Plenty of structures in Japan explicitly say not to place bikes against their walls, especially if it’s facing a street. It’s understandable. With basically every Japanese household having one or more of these two wheeled modes of transport, to allow parking anywhere would be the same as asking for either a blocked street or a dangerously narrow one. Funny thing is, there’s almost always an unspoken rule as to where bikes can or cannot be placed too. Seemingly open areas with no restriction signs could be empty and entire day, but the precariously slim gap between two buildings could house maybe two or three bikes. And then, there’s just the habit of ignoring warning signs completely because hey, if they didn’t take anyone before they sure aren’t taking any now.
The “parking lot” of Tama Station (my closest station) looks like this:
It’s rare to find only two parked; usually there’s so many that bikes against wall get boxed in by other bicycles. With that volume, it makes sense that police wouldn’t go out of their way to impound all of them.
But lo-and-behold on the day that I was racing the clock, then too there were only around 5 bikes parked. In other words, sometime during the day all of them were removed and placed in a towed lot. Coming back in the afternoon and finding it missing was nothing more than a jolt of inconvenience. Yep. Not sadness or anger, just a strong sense of being inconvenienced. If everyone else can place their bikes there day after day, why was I one of the only ones who had a bike towed? Now it meant searching for the lot, going by bus, and biking all the way back. With an expectation of losing an entire afternoon (it only took about 2 hours for the entire procedure, surprisingly), I went on the search for my lost steed.
I never noticed if there was a warning sign posted in the area about not parking there. I mean, why would I? It just seemed like common sense since everyone else trusted it. On closer inspection though… the poster was always there.
That little yellow rectangle. That SINGLE little yellow rectangle. It’s the only warning and it covers the ENTIRE length of the station. I mean, I get it. Don’t waste resources and all that, but still. A little extra notice would be appreciated.
Notice the QR code on the bottom left corner of the poster? Scan that (or click here) and it shows you when it was towed, where it was towed from, what colored bike, what registration number, and where it was taken to (scroll down on the webpage until you see an excel like spreadsheet). My bike was taken to a lot reachable by a 45 minute bus ride.
I set out the next day with full intent to exercise my Gaijin powers as I pleaded for a waver on the 2000円 ($20) penalty fee. I was even prepared to act like I didn’t know a lick of Japanese. $20 is a lot of money for a struggling college student.

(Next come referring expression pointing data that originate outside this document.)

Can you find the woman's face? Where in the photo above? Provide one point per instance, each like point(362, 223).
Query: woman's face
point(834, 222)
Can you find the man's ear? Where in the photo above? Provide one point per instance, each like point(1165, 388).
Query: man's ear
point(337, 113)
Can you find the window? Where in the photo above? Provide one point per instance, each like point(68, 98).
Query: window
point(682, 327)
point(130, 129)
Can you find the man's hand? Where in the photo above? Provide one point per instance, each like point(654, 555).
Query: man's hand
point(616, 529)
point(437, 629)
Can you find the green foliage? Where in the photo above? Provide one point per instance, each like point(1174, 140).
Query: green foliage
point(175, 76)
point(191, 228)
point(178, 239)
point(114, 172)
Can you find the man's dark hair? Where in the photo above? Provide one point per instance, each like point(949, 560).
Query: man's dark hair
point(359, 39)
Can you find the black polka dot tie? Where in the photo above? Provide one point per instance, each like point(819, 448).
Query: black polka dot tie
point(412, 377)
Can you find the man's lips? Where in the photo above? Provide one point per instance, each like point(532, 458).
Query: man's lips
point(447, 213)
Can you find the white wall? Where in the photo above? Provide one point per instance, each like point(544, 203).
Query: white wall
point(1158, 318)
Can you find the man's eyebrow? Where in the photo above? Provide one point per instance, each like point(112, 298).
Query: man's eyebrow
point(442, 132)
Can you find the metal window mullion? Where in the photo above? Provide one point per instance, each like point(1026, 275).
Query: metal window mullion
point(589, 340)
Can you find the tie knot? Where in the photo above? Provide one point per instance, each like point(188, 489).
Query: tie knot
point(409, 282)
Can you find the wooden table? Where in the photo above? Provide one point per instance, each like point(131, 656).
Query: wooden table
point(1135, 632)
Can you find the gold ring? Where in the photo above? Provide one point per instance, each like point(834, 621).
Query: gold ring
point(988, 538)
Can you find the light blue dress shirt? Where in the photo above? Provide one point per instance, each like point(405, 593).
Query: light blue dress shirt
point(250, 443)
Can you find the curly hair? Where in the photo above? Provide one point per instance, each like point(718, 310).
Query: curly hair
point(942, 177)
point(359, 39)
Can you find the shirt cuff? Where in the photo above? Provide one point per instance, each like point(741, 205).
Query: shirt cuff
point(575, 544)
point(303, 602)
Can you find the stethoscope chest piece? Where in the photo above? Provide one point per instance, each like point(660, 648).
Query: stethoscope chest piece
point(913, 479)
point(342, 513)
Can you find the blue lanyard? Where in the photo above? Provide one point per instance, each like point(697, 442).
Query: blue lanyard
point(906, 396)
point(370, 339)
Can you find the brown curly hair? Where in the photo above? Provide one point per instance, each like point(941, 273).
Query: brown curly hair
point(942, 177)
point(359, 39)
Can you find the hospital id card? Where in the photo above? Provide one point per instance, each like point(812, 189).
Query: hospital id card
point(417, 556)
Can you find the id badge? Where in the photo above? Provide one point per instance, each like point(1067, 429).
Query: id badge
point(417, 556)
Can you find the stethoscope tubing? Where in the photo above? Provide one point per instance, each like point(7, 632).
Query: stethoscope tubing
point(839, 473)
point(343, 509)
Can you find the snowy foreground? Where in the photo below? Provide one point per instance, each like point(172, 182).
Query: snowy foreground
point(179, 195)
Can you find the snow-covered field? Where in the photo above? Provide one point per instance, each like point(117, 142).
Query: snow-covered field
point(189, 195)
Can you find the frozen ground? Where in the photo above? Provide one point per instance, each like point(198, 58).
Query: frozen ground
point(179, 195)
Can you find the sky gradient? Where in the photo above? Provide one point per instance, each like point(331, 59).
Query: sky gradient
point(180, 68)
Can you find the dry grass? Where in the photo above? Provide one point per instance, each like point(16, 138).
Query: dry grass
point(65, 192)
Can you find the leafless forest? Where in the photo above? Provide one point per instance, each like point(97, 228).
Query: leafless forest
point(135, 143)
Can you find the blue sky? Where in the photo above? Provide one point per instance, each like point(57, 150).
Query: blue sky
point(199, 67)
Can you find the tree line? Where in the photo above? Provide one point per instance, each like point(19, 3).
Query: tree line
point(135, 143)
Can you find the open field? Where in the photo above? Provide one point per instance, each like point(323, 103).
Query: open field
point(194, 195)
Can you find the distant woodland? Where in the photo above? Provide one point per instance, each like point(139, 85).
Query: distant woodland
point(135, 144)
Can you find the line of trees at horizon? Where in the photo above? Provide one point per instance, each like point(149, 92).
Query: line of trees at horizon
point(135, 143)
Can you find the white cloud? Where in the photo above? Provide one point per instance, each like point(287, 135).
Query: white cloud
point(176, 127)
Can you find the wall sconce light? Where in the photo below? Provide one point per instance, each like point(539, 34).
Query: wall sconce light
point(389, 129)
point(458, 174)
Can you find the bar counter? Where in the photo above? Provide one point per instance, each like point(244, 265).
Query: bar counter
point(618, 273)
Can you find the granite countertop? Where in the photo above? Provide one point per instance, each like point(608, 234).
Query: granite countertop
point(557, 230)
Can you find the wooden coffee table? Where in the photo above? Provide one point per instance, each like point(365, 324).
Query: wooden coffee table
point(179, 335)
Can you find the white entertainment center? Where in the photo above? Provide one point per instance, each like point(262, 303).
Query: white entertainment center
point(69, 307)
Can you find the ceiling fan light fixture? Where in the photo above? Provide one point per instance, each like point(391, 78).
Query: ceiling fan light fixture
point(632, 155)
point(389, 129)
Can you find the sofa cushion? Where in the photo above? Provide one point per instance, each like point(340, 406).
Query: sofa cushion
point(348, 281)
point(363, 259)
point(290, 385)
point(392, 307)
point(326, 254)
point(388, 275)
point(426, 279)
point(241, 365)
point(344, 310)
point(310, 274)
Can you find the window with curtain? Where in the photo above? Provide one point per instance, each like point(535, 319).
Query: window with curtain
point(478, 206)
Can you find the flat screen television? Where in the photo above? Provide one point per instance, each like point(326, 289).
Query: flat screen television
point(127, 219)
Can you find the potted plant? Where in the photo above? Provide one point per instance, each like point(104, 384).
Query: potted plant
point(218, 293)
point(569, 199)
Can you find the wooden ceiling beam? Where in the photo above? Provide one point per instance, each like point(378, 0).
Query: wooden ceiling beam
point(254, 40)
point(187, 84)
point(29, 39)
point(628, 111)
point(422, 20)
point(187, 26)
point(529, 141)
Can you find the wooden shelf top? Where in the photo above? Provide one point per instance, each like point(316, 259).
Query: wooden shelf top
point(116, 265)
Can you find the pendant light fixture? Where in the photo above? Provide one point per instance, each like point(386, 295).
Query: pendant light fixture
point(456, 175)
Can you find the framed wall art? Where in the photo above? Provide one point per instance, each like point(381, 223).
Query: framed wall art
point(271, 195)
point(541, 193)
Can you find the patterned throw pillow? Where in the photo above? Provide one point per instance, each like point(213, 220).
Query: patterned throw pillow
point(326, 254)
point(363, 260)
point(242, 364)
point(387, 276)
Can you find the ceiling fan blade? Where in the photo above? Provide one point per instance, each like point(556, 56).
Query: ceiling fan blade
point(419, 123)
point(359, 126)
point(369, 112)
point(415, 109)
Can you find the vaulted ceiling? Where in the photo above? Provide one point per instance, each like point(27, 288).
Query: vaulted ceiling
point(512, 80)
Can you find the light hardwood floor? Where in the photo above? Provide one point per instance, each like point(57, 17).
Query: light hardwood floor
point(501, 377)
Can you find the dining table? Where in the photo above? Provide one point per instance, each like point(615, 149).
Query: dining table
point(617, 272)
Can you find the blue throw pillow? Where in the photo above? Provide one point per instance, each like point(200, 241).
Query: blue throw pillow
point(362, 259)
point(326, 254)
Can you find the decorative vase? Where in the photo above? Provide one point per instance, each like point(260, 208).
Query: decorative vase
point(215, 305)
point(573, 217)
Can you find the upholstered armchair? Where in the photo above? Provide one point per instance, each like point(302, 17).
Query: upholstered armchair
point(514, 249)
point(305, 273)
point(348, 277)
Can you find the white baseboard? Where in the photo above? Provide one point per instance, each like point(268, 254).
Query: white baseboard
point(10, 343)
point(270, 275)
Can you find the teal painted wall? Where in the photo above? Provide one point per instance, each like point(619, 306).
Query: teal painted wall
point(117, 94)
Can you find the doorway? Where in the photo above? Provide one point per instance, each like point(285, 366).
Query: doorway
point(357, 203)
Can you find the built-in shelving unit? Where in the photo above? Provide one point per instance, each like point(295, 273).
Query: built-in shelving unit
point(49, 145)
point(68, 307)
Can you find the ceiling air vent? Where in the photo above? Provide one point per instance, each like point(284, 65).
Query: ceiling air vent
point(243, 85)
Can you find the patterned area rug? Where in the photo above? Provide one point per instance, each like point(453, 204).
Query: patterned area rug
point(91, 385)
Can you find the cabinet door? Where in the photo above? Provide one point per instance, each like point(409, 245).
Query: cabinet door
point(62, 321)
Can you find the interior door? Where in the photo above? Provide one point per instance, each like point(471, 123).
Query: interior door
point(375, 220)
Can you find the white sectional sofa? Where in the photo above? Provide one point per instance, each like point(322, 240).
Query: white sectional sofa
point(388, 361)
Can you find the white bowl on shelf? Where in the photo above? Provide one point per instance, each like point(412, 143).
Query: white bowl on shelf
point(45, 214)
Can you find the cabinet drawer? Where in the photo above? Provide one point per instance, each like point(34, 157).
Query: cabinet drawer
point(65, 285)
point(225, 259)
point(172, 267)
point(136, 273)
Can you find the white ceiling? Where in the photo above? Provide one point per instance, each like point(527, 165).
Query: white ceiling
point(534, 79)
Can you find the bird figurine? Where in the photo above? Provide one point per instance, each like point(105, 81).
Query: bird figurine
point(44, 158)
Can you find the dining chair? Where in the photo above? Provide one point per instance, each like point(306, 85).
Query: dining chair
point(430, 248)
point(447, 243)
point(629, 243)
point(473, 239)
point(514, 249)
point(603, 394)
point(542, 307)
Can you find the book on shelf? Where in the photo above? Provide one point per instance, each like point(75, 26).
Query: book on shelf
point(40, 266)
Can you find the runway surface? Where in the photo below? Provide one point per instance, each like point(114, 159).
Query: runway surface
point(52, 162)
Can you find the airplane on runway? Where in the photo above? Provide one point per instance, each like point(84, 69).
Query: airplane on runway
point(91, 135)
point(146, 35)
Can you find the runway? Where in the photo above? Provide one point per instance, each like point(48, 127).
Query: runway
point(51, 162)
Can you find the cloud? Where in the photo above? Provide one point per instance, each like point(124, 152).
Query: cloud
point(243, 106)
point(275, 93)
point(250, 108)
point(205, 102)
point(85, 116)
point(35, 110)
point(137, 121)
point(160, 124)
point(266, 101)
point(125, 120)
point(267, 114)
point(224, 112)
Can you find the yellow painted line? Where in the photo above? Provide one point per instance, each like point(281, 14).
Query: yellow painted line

Yet, I couldn’t go through with it. Not because of some unneeded pride or my poor acting skills, but because the workers on the lot were two old men easily over the age of 70. It was shocking. To have two seniors past retirement age to do this kind of job… it was rather cute. Very befitting of Japan. Their movements were slow as they hunched their way over to each individual bike. Their greetings were nothing less than delightful and they smiled even though you came here doing more or less a crime. There was none of that discomfort that comes from the likes of American government facilities (we all know how wonderful the DMV is). And it wasn’t just to us, the people. When my bike was brought out this senior worker proceeded to WIPE DOWN THE ENTIRE VEHICLE. I almost wanted to stop his kindness, but reminded myself that it was probably part of his job. There was no way I could be a nuisance to these two, and there was no way I wanted to be a nuisance to a society that allows seniors to continue working in society if they so wish. I left with my spirits high and being $20 poorer. I also gained some sagely advice from the other worker to be careful of where I park my bike, as 2000円 is much too expensive for a foreign student (sound familiar?).
Sure, having to take a few hours to retrieve a possession was a pain, but it gave me a chance to see one way the Japanese government is providing some sort of financial support to the elderly. At the same time, I’m sure senior citizens participating in these programs feel a sense of being just as, if not more, useful to society as they were back in their prime. Plus, it’s a great way to kill time with friends.